Çanakkale steht für den demokratischen, liberalen Teil der türkischen Gesellschaft″, sagt Rass-Turgut.

Bürgermeister Ülgür Gökhan gehört der sozialdemokratischen CHP an, die in Opposition zu Präsident Erdogans AKP steht; im Stadtrat hat die CHP 20 von 31 Sitzen. Ende August wird Çanakkale die zentrale Kundgebung der Sozialdemokraten ausrichten, deren Vorsitzender Kemal Kiliçdaroglu im Juni mit dem Protestmarsch Adalet″ (Gerechtigkeit) von Ankara nach Istanbul Aufsehen erregte. Gänzlich unberührt von Erdogans Kurs ist Çanakkale bei so viel Opposition freilich nicht geblieben. Die direkte Flugverbindung ins rund 300 Kilometer entfernte Istanbul wurde gestrichen, und am Stadteingang hat die Regierung versucht, eine riesige Moschee zu errichten allerdings wurde das Gebäude nur halb fertig.

Wie wichtig die Freundschaft zu Osnabrück den Menschen in Çanakkale ist, machte Bürgermeister Gökhan in einer Pressemitteilung deutlich: Ich schätze die Partnerschaftsbeziehungen sehr und hoffe, dass sie immer mehr verstärkt werden″, so Gökhan. Das müssen sie auch, denn die Zahl der intellektuellen und weltoffenen Menschen in der Türkei muss steigen.″

Osnabrück ist unglaublich präsent in Çanakkale″, sagt Seda Rass-Turgut. Es gibt einen kleinen Osnabrück-Park, eine Steckenpferd-Statue im Rathaus und eine Bürgermeister-Fip-Straße. Esra Sakinmaz, die noch bis Herbst als Osnabrücker Städtebotschafterin in Çanakkale arbeitet, erzählt, dass sie von Ratsleuten, die schon mal in Osnabrück waren, sogar gefragt werde, ob es mittlerweile ein Einkaufszentrum am Neumarkt gebe. Im September wird die Leiterin des Fachbereichs Kultur und Soziales aus Çanakkale nach Osnabrück reisen, um sich über die sozialen Strukturen zu informieren. Man leistet hier in der Stadt sehr viel für Hilfsbedürftige″, erklärt Sakinmaz, darauf legt der Bürgermeister sehr viel Wert.″ Seit zehn Monaten lebt und arbeitet Sakinmaz in Çanakkale. Ich fühle mich hier sehr sicher″, sagt sie. Im Herbst endet ihre Amtszeit. Lange gab es keine Bewerber für ihren Posten. Mittlerweile habe sich eine Interessentin gemeldet, sagt Stadt-Sprecher Sven Jürgensen, eine Entscheidung stehe noch aus. Wenn es irgendwie geht, soll an dem Austausch der Städtebotschafter festgehalten werden″, sagt Jürgensen.

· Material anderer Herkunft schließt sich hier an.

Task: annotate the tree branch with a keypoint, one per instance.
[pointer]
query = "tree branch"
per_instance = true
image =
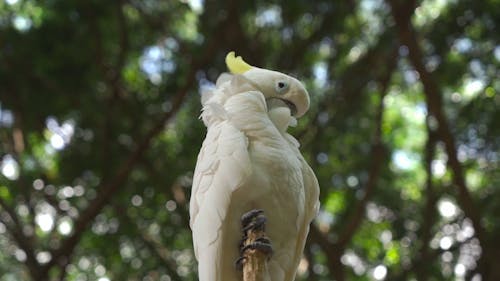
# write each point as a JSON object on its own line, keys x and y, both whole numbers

Schlatermund betont, gerade jetzt sei die Freundschaft mit Osnabrück für Çanakkale sehr wichtig und müsse intensiviert werden, um den Menschen zu zeigen, dass sie Freunde hätten, die hinter ihnen und den demokratischen Werten stünden. Es gibt so viele Anknüpfungspunkte″, sagt er, allein schon die Vielzahl der Menschen mit türkischen Wurzeln, die in Osnabrück leben. Und: Beim Troja-Fest könnte ja durchaus mal eine Gruppe aus Osnabrück auftreten.″

Bildtexte:
Wie türkische Gastfreundschaft geht, zeigte Çanakkales sozialdemokratischer Bürgermeister Ülgür Gökhan (links) den beiden Delegationsmitgliedern Heiko Schlatermund (SPD) und Seda Rass-Turgut.

Das Troja-Fest findet jedes Jahr vom 9. bis 13. August in Çanakkale statt und ist vergleichbar mit der Osnabrücker Maiwoche: Musik, live, umsonst und draußen.

Kleiner Park, großes Tor: Osnabrück ist präsent in Çanakkale, sagen (von links) Heiko Schlatermund, Seda Rass-Turgut. und Städtebotschafterin Esra Sakinmaz.

Fotos:
Aykut Degre, Schlatermund

Kommentar:

Rückhalt

Wer sich je gefragt hat, wozu Osnabrück Geld für Städtebotschafter ausgibt und was die Partnerschaftsbeziehungen bringen hier ist die Antwort: Während Staatschef Recep Tayyip Erdogan die Türkei zu einer Autokratie umbaut, bedeutet die Städtefreundschaft für Çanakkale moralische Unterstützung bei der Verteidigung demokratischer Werte. Und für Osnabrück wird deutlich: Die Türkei ist nicht nur Erdogan. Dort leben Menschen, die sehr gastfreundlich, offen und liberal sind und keine Scheu haben, die Regierung zu kritisieren. Diesen Menschen zu begegnen und von ihnen zu lernen: Das macht die Städtepartnerschaft möglich.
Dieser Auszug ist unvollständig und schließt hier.